You Shall Pass: Dealing with the Zero-Gradient Problem in Predict and Optimize for Convex Optimization
Grigorii Veviurko, Wendelin Böhmer, Mathijs de Weerdt
TL;DR
The paper addresses the zero-gradient problem in predict-and-optimize for convex optimization by showing that active constraints can induce large null spaces in the Jacobian of the optimal solution with respect to parameters. It combines a quadratic-programming inner problem with local smoothing of the feasible set and projection-distance regularization to create a tractable, informative Jacobian that enables effective gradient-based training. The authors prove a zero-gradient theorem, derive a simple diagonal Jacobian for the QP inner problem, and show that local smoothing yields non-decreasing task performance with small updates; empirically, the Smoothed QP method outperforms existing approaches in non-linear cases and matches linear-method performance where appropriate.
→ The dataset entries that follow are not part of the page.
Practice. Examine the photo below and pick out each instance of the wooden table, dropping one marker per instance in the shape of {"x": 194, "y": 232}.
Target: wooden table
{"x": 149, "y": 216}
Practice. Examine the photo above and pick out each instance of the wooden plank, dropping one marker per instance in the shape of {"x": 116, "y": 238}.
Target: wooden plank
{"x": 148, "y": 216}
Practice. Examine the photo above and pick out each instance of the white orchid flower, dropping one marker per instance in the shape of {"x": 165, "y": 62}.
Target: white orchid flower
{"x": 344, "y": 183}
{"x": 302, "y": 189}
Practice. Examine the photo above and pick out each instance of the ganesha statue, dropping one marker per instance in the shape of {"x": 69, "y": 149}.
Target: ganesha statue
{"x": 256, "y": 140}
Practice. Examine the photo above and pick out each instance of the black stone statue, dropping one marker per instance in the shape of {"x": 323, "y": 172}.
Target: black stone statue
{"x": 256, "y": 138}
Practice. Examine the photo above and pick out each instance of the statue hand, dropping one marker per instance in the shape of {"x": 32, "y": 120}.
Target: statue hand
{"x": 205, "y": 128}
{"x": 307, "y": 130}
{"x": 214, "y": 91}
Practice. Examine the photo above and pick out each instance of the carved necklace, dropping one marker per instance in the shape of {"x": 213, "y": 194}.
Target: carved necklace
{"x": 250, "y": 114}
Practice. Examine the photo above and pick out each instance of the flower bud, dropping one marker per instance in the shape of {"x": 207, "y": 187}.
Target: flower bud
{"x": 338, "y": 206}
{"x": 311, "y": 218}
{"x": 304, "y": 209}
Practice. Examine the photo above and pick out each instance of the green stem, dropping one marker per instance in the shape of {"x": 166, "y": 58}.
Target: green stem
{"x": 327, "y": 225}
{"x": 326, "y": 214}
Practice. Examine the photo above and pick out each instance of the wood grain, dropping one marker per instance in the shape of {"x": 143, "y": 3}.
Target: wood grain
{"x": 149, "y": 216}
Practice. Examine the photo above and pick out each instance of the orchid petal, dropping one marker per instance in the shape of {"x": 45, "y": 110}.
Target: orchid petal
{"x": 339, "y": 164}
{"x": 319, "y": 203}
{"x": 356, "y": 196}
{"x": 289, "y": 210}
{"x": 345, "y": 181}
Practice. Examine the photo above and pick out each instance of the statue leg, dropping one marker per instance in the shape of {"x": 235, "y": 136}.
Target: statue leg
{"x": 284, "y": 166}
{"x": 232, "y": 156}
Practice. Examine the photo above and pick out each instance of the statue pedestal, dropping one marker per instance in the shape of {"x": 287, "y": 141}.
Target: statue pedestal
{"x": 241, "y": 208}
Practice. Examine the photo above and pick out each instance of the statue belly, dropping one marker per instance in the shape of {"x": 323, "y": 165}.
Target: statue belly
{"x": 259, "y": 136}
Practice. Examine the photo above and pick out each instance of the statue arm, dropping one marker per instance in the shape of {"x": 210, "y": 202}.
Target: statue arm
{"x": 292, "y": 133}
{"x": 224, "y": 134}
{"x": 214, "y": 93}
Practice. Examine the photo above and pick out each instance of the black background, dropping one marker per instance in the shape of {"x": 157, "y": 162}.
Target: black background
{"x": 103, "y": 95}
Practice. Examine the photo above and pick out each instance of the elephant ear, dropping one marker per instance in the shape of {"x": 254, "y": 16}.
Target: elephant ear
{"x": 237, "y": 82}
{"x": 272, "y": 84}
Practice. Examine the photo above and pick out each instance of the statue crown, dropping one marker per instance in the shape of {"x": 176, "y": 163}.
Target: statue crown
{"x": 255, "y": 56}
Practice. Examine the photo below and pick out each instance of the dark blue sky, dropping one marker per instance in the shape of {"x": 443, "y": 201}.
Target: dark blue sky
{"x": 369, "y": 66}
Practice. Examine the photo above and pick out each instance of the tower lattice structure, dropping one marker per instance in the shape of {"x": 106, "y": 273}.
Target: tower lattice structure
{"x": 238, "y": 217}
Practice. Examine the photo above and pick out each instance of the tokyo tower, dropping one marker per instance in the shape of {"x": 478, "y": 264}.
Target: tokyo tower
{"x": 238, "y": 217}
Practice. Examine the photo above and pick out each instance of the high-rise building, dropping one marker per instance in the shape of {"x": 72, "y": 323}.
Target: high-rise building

This approach broadens the applicability of differentiable optimization in P&O and offers a practical, scalable tool for convex problems, including portfolio optimization, with potential extensions to broader convex and bi-level settings.
Abstract
Predict and optimize is an increasingly popular decision-making paradigm that employs machine learning to predict unknown parameters of optimization problems. Instead of minimizing the prediction error of the parameters, it trains predictive models using task performance as a loss function. The key challenge to train such models is the computation of the Jacobian of the solution of the optimization problem with respect to its parameters. For linear problems, this Jacobian is known to be zero or undefined; hence, approximations are usually employed. For non-linear convex problems, however, it is common to use the exact Jacobian. This paper demonstrates that the zero-gradient problem appears in the non-linear case as well -- the Jacobian can have a sizeable null space, thereby causing the training process to get stuck in suboptimal points. Through formal proofs, this paper shows that smoothing the feasible set resolves this problem. Combining this insight with known techniques from the literature, such as quadratic programming approximation and projection distance regularization, a novel method to approximate the Jacobian is derived. In simulation experiments, the proposed method increases the performance in the non-linear case and at least matches the existing state-of-the-art methods for linear problems.